Dr. Lazer has served in multiple leadership and editorial positions, including as a board member for the International Society for Computational Social Science (ISCSS), the International Network of Social Network Analysts (INSNA), reviewing editor for Science, associate editor of Social Networks and Network Science, numerous other editorial boards and program committees.
His extensive research expertise will guide the context around the Observatory model as a necessary tool to conduct ethical, replicable academic research in networks that does not rely on the generosity of platforms for data access and use.
Contact: s.cambo@northeastern.edu | www.scottallencambo.com
Dr. Cambo is a Senior Data Scientist and the Director of Data Science at the National Internet Observatory (NIO) at Northeastern University, USA. He earned his PhD in Technology and Social Behavior from Northwestern University. His research explores and validates computational methods for analyzing subjective differences between both manual labeling approaches using crowdsourced labor and automated labeling approaches using machine learning.

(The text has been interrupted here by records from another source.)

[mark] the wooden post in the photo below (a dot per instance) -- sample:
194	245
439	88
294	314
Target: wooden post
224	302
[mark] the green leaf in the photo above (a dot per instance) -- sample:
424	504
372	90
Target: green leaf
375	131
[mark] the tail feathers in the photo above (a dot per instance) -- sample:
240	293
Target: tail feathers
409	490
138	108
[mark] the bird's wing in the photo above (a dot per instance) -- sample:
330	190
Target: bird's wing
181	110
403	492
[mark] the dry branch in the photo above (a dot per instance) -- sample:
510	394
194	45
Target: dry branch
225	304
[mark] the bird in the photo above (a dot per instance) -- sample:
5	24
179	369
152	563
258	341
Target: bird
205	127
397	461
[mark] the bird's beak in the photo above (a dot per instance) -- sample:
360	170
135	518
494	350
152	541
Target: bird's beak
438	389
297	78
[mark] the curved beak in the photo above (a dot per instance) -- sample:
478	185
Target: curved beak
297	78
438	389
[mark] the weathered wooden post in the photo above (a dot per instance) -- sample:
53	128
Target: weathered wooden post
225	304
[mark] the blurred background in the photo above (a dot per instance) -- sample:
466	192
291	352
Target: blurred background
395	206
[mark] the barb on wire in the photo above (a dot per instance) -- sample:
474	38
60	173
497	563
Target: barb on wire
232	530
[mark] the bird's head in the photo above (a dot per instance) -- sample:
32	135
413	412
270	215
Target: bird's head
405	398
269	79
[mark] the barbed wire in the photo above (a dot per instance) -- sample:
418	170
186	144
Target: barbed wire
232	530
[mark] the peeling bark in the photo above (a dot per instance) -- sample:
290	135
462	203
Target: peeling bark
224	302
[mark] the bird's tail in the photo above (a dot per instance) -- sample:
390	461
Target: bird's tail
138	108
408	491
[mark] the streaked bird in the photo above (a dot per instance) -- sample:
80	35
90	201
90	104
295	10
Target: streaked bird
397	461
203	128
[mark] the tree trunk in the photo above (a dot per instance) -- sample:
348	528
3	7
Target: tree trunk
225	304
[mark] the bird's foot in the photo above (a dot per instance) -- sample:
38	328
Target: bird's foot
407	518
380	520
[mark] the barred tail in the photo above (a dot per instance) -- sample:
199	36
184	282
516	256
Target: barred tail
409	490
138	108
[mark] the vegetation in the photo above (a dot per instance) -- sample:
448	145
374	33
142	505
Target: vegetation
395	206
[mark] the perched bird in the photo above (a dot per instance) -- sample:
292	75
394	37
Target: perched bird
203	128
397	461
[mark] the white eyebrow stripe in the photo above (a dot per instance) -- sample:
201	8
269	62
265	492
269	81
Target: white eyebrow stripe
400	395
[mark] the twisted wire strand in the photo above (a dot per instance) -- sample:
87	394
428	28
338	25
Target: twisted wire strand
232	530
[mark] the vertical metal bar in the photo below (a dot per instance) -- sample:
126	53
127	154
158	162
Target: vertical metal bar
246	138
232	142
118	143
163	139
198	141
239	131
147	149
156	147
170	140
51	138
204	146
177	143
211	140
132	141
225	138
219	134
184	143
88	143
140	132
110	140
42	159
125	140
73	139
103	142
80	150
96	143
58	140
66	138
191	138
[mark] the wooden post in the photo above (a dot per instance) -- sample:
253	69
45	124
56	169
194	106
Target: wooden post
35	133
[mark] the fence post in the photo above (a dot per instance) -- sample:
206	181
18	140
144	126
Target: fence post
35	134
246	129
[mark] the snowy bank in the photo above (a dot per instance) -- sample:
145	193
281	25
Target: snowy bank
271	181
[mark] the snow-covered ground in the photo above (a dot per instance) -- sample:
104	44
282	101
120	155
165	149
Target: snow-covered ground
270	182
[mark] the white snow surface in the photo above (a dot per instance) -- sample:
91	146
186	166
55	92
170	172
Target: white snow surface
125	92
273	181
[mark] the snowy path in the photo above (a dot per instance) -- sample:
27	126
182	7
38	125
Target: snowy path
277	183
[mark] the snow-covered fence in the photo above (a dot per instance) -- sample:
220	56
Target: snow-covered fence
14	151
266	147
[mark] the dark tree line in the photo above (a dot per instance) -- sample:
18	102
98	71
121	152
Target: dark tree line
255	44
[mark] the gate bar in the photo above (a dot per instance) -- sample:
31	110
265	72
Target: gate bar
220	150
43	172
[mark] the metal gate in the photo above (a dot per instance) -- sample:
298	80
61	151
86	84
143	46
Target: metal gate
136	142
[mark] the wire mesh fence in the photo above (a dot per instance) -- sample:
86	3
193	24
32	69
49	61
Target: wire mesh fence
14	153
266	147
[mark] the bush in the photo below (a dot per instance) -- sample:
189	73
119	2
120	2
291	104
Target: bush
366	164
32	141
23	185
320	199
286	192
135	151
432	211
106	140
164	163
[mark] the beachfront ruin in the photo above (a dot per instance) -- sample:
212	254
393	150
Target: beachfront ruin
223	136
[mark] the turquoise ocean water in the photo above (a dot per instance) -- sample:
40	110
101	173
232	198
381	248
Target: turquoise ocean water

In his private sector work, Scott has held a variety of critical data science roles at civic tech and responsible AI startups where he developed products for Human-AI Collaboration and designed an algorithm auditing process for NYC LL 144. More recently, he served as General Manager for the AI Incident Database where he worked with both the Center for Advancing Safety in Machine Intelligence (CASMI) and Underwriters Laboratory Research Institute (ULRI) to improve the way we collect, annotate, and share data regarding AI harm.